Respond, Represent, Repair

A Discussion and Workshop on Ecological Crisis, Eco-Anxiety and Art

Eco-anxiety has become a common term used to describe emotional responses to the climate crisis, and yet doesn’t fully capture how people are experiencing different forms of ecological distress around the world. Artists have been using their work to respond, and attempt to represent eco-anxiety in creative ways, while working with natural and human-made substances to repurpose, and repair our material and emotional connections to our environments.

This event features research by Dr Bridget Bradley on ecological emotions, alongside two of her artistic collaborators, Liz Atkin and Jenny Pope. Combining research and practice, the discussion and workshop will explore the potential for artists and academics to respond, represent and repair the destruction, change and loss in a time of ecological crisis.

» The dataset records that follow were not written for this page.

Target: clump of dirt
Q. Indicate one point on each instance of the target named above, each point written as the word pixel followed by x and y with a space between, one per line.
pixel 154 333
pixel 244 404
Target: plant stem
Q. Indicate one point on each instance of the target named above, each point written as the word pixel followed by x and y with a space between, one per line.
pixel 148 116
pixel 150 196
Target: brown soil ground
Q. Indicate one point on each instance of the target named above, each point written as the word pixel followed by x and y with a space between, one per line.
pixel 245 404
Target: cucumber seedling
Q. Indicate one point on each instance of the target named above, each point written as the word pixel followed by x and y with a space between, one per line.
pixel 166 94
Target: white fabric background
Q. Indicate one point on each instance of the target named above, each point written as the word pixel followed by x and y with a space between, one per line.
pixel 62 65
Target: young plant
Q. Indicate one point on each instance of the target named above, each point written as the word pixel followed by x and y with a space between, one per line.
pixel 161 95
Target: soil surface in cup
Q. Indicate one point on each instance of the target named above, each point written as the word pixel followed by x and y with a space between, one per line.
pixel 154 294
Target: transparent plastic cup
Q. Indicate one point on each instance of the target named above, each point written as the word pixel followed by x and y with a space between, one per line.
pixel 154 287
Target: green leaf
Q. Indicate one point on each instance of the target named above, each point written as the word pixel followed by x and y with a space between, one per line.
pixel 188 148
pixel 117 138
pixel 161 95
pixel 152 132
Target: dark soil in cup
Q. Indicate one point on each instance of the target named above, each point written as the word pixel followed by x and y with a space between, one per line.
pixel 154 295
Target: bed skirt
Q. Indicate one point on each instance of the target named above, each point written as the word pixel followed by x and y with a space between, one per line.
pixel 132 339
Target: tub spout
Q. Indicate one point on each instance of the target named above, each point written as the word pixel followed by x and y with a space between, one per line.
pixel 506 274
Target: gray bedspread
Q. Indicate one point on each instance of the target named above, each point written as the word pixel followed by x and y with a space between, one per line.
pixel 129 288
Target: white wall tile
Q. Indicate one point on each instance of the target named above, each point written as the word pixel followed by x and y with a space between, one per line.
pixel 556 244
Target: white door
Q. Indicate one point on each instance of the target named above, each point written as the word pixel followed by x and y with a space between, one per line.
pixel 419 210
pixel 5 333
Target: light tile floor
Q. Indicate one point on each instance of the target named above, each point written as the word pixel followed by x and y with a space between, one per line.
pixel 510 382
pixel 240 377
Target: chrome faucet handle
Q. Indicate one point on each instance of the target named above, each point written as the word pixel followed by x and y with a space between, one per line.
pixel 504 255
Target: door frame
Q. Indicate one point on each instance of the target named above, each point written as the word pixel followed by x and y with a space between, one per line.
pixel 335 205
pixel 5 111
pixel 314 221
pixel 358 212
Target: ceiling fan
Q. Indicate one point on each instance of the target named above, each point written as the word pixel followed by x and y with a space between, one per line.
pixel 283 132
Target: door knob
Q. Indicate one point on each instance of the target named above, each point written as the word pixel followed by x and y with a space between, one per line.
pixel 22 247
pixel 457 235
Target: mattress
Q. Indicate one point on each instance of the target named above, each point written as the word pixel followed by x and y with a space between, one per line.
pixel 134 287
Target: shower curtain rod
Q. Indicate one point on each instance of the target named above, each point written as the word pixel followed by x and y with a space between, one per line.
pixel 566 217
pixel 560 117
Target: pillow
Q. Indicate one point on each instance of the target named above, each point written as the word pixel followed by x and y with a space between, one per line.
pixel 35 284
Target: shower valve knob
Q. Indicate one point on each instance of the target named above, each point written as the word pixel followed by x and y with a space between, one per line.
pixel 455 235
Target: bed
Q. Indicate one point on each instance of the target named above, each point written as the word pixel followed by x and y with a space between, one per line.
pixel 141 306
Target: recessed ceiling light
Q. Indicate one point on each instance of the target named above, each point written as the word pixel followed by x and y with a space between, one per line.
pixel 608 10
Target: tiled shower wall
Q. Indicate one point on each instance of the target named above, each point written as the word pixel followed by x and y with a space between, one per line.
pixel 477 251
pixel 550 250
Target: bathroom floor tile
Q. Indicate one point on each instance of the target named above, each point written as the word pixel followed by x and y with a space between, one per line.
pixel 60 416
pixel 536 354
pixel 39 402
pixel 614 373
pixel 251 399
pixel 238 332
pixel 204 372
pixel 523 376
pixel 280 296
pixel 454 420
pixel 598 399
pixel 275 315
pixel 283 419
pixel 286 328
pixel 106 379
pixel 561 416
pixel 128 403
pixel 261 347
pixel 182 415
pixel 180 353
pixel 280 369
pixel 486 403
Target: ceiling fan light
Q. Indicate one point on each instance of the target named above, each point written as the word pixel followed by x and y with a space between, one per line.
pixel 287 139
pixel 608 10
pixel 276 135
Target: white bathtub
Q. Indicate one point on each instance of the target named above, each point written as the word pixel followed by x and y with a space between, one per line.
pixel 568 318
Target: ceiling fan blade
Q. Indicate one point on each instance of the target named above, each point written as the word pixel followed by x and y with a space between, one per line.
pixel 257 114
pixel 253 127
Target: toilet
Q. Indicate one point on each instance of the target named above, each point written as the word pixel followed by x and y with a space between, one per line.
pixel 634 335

This event is supported by an event grant awarded by the Centre for Energy Ethics at the University of St Andrews.

 

Register Here

 

Event Schedule

2:00 pm – Welcome
2:05 pm – Bridget Bradley
2:35 pm – Jenny Pope
2:50 pm – Liz Atkin
3:05 pm – Q&A
3:35 pm – Workshop with Liz Atkin
4:35 pm – Discussion and Reflection

About the Speakers

Bridget Bradley is an anthropologist who works on mental health, kinship and activism in Britain. Since 2021, she has been researching ecological emotions and climate action among families. More recently, this work has developed into an interest in the arts, focusing on charcoal and plastic as materials with unique properties that open up creative conversations surrounding care, harm and connection in times of crisis.

Liz Atkin is an artist and educator. She reimagines her Compulsive Skin Picking and anxiety into drawings, photographs and performances. Liz is a mental health advocate, exhibiting, teaching art and raising awareness for her disorder around the world. Her artwork and an archive of her advocacy for skin picking is held by the Wellcome Collection.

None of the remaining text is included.